Nearly 100% of employers surveyed say that health costs will be a critical or valuable problem over the next five years, according to a survey by United Benefit Advisors. More employers are adopting higher deductible health plans with HRA’s or HSA’S, wellness programs, and expanded disease management programs in order to control ever-growing medical care costs.

Failure to deal with these issues could be disastrous for a organization. Wayne Sensor, Chief Executive Officer of Alegent Health recently stated, “I think that we have built a medical care machinery we can’t afford. I think we are choking the economic engine of America.” In his October 2005 newsletter, Dr. Andrew Weil stated, “I think rising health- care expenditures are becoming the primary economic issue in our nation”. Obesity expenditures California businesses billions of dollars each year. Projected expenditures for 2005 may reach 28 billion dollars for direct and indirect medical care expenditures, worker’s compensation, and lost work rate. California has experienced one of the fastest growing rates of obesity of any state.

According to California Health and Human Services Secretary Kim Belshe, “The obesity epidemic is more than a public health crisis, it is an economic crisis.” What is frightening is that most people do not even realize that they are obese, which is defined as only 20 percent above normal weight. There is a great need for additional education on weight and resulting diseases, and the workplace is an ideal venue. Wellness education and programs can result in a important return on investment and, if structured properly, can produce results in a very short period of time.

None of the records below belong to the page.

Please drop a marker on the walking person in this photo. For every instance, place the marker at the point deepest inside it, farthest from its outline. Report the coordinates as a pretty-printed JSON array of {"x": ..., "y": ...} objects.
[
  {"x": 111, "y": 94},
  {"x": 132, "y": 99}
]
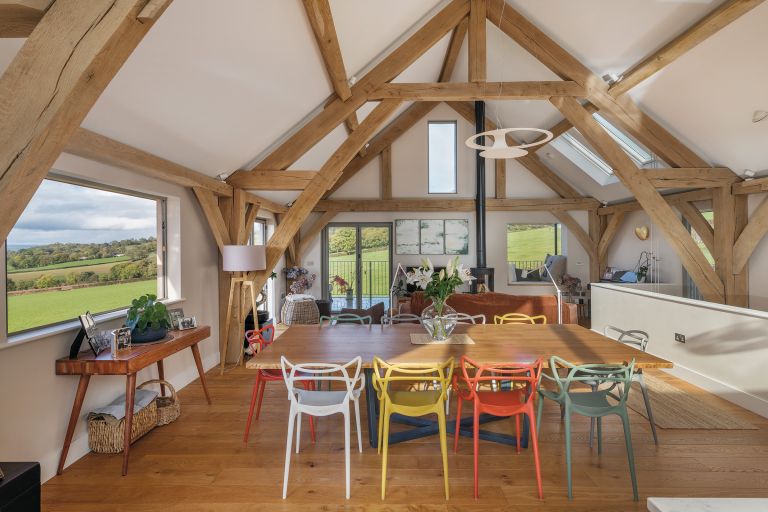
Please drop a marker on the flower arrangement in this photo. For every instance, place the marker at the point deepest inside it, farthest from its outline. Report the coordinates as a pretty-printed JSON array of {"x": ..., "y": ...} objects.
[{"x": 302, "y": 279}]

Although countless companies have attempted some form of wellness program in the past, results from those efforts have been disappointing. In many cases, the healthier staff members participated for incentives and rewards, such as fitness center memberships, but those who required it most did not take advantage of the program in a meaningful way. Businesses are looking at ways to encourage more staff members to buy into the wellness movement.

A recent webinar hosted by Human Resource Executive Magazine and presented by Carlson Marketing Group titled, “Healthier staff members; Healthier Bottom Line: Engaging staff members is the Missing Link in Managing Healthcare Costs,” drove this point home. This session provided actionable advice on how corporations are achieving higher impact with their wellness investments by focusing on employee engagement. It also highlighted how you can establish an Economic Engagement Model to forecast the potential influence for your company.

Employers can simply no longer overlook the concern of their employee’s unhealthy lifestyles and must take action to engage them in a meaningful wellness program to reduce health expenditures, absenteeism and lost work rate. workers also benefit as they derive better health and greater satisfaction in both their personal and professional lives. The alternative is being caught in a non-competitive position and severely impacting the bottom-line of the business.